D’autres outils, tout aussi machiavéliques et que ne dénierait certainement pas Schopenhauer, sont en œuvre et nous éloignent fondamentalement du débat démocratique.
A savoir le recours à la peur et aux émotions pour valider des affirmations ou encore le recours à la menace (nous serions responsables des conséquences de notre choix). Dans ce sens sont activé une kyrielle d’arguments n’ayant pas de réalité actualisée, mais qui s’inscrivent virtuellement dans un futur dont d’ailleurs personne n’est capable aujourd’hui de deviner ce qu’il sera, nous l’avons déjà dit.

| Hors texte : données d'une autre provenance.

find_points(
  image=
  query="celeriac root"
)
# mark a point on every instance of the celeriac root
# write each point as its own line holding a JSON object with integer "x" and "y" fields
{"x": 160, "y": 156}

De même, l’argument qui relègue les opposants au rang de passéistes imprégnés de leur esprit de clocher est assez classique et ne mérite qu’une citation pour l’exemple :
« Le temps de défendre sa petite commune est passé ! » Bulletin d’informations Belmont-Broye n°3
Contrairement à cette affirmation, la lutte pour le maintien d’entités locales réduites, à taille humaine, pourrait s’avérer faire partie de la solution dans certains débats cruciaux pour le futur. Ainsi celui de la transition énergétique commence par une réflexion et une action de relocalisation pour y ancrer la durabilité et diminuer notre dépendance aux énergies fossiles.